In “The Author’s Note”, a preface of sorts to The Return of Eva Peron with The Killings in Trinidad (Alfred A. Knopf, New York, 1980), V. S. Naipaul writes,
These pieces…were written between 1972 and 1975. They bridged a creative gap: from the end of 1970 to the end of 1973 no novel offered itself to me. That perhaps explains the intensity of some of the pieces and their obsessional nature….I can claim no further unity for the pieces; though it should be said that, out of these journeys and writings, novels did in the end come to me.
This little passage contains, within it, several interesting observations on the writing process.
First, Naipaul notes that for a period of three years no ideas for a novel ‘came’ to him (or if they did, they were not fecund enough to be sustained for too long.) By phrasing his description of this state as one in which “no novel offered itself to me” Naipaul reiterates the quasi-mystical notion of a written work as presenting itself to its writer as an offering, one now to be taken on and brought forth. Here I am; make of me what you will. The writer appears as a conduit for the passage–into the reader’s world–of a written work. Naipaul’s further remarks make clear that while this initial stage of writing might seem otherworldly, what follows is most decidedly grounded in the concrete–in the very substantial acts of writing itself.
Second, even though no idea for a novel-length project came to fruition, the writer still has his writerly energies within and about him; they seek expression in the only way he knows how. So the writer writes; in this case, essays and reportage. The writer must write; something, anything. If not fiction, then something else. The novelist, thwarted, now seeks release in essays, which now bear the marks of having functioned as receptacles for his charged outpourings. Naipaul thus points us toward the notion of the writer as driven by energies that need discharging. (Failure to do so–in the right way, or at all–might account for some of the misery that writers seem to constantly experience.)

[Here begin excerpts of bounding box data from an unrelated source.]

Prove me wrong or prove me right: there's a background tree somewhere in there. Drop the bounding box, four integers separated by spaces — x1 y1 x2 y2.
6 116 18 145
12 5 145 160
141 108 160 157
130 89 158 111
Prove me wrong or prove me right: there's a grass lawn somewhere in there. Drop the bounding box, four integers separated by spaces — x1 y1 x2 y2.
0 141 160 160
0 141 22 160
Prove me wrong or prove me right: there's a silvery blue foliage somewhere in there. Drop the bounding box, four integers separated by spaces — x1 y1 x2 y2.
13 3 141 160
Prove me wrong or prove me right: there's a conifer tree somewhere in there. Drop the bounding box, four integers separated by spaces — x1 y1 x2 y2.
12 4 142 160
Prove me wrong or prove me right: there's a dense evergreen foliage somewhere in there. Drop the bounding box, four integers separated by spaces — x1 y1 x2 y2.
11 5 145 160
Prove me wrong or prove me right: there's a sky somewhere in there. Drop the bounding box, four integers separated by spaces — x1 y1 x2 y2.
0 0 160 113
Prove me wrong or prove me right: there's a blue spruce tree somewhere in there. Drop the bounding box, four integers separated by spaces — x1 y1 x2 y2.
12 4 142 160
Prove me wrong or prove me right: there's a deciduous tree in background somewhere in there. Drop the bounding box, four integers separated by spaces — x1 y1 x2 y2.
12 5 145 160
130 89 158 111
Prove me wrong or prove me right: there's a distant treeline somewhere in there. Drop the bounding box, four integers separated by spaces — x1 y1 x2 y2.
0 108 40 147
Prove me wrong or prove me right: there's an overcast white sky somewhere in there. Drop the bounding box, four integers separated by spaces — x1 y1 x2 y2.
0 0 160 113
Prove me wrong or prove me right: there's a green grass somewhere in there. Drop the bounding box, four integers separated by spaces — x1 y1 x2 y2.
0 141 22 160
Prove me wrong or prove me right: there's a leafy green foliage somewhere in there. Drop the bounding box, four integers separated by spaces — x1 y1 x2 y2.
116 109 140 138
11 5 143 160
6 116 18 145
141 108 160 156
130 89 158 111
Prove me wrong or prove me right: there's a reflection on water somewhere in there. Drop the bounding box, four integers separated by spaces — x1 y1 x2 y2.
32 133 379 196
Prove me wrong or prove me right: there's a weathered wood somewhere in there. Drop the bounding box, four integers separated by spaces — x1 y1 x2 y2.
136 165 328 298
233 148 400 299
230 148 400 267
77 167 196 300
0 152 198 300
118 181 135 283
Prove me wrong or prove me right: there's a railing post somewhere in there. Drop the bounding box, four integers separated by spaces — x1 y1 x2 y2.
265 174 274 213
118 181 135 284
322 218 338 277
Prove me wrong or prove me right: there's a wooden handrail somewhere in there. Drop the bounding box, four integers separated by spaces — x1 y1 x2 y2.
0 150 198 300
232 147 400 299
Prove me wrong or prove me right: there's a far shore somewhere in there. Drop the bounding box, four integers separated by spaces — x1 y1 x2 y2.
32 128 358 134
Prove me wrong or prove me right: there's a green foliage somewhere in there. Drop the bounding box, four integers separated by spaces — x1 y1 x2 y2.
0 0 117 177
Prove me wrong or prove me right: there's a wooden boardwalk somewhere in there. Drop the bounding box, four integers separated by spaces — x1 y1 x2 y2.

Third, the process of writing, the work of putting words to paper (or screen), now makes possible that which previously was not: the bringing forth of a novel. As the late Roger Ebert once noted, ‘The muse only visits while you work.” Here too, Naipaul confirms for us the wisdom of that observation. If inspiration for a novel is not forthcoming, then perhaps it might be facilitated by the writer’s best trick: writing. The very act of writing is the spur which brings forth the hitherto missing spark.
We may thus extract advice for the writer: You will often find yourself not able to write; inspiration will be felt lacking; at those moments commit to writing something, anything, even if not what you would have originally wanted to write; out of this seeming diversion, you might yet find a way back to the path you had originally wanted to set out on.
One thought on “V. S. Naipaul on Diversion and Inspiration”
It was Robert Heinlein who once said ‘you must write’. An apt observation given Naipaul’s experience.